What my father tried to do was ditch the J-word as a denomination of suffering altogether. Not to forsake all those who’d travelled on that train, but to reinvent the future for them. A kind of muscular Zionism of the mind, without the necessity of actually establishing a Zionist state and going, as he put it, ‘beserk in someone else’s country’. Without, indeed, the necessity of going anywhere at all. Or at least, now that he was out of the puke of Novoropissik and safe in the North of England, not going anywhere else . But you never know what’s waiting to spite you in your genes. My father wanted a new start, and had me.

It could have been worse. He could have had Manny Washinsky.

He could have had Manny Washinsky and been murdered in his bed.

Only had my father been his father, who knows? Manny might never have turned into a murderer at all.

TWO

Draw, you bastard!

R. Crumb, The R. Crumb Handbook

1

When we weren’t refusing to divulge our names or religion to SS men, or choking to death on Zyklon B, Manny and I met in the Second World War air-raid shelter which had become our play space and discussed God.

‘You don’t ask Elohim to explain Himself,’ Manny, not yet a teenager, not really ever a teenager, told me, fingering the squiggly ear-locks which made his new-moon face appear as though someone had scribbled on it.

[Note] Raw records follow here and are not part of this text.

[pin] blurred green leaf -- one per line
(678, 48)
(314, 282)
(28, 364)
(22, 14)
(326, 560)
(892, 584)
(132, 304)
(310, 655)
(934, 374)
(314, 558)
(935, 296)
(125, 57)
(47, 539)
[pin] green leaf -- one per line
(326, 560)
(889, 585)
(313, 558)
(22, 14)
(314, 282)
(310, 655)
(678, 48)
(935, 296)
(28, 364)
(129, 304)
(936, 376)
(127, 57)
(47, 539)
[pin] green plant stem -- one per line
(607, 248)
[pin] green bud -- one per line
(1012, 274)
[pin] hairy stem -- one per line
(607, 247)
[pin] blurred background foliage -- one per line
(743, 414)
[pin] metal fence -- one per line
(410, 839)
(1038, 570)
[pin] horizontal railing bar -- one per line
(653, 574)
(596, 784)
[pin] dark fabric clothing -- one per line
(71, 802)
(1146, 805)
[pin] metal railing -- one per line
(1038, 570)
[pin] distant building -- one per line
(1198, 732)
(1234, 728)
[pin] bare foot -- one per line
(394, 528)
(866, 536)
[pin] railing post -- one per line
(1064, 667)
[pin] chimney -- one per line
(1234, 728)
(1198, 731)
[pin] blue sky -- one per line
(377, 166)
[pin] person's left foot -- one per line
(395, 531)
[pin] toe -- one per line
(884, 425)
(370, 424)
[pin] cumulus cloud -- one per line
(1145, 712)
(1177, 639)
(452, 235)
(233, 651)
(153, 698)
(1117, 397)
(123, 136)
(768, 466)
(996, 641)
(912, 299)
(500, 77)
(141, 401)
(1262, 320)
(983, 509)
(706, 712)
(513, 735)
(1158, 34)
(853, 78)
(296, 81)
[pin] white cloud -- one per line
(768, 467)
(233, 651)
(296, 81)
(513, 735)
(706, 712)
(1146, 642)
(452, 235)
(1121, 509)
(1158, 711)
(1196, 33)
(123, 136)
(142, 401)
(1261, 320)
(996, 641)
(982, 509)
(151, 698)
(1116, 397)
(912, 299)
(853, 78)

I’m cartooning him. He didn’t have ear-locks to finger. Sideburns turned to fluff were what he had, hardly even sideburns, little curls of unsportive fuzz run wild, which, in the event of trouble — the trouble we all half feared was only round the corner, the Crumpsall Park Pogrom which would one day come out of a clear blue sky — he would be able to conceal quickly under his school cap. These were the golden days of Jewish secularity, before the Orthodox found the effrontery to blaze their fanatic retrogression on their faces. What there was of medieval Jewishry was confined to a couple of streets of teeming five-storey houses in Lower Broughton on the Manchester/Salford borders where, for a while, Sir Oswald Mosley ran a provocative office, and through which my father occasionally walked me, holding me firmly by the hand, so that I should see, but not be inveigled into, what the long march to emancipation was emancipating us from. Frummers was how we referred to these out-of-time Talmudicliteralisers among ourselves, from frum meaning devout. Not a pejorative exactly, but not approving either. I could never decide whether my father’s interpolations — from frummers to frummies, and then from frummies to frumkies — were designed to diminutise them or diminutise their offence. But frumkies was the term we settled on finally. The Washinskys, to be fair to them, were not like those we saw in Lower Broughton. They did not wear long black coats or high black hats which seemed to float on a current of spirituality above their heads. They were not in the same hurry when they were out of doors, as though late for an appointment with the Almighty. And their house was not a gypsy caravan of trumperies and trinkets to protect it from the evil eye. No, the Washinskys were not living in the Middle Ages, but to us they were the halfway house on the journey back.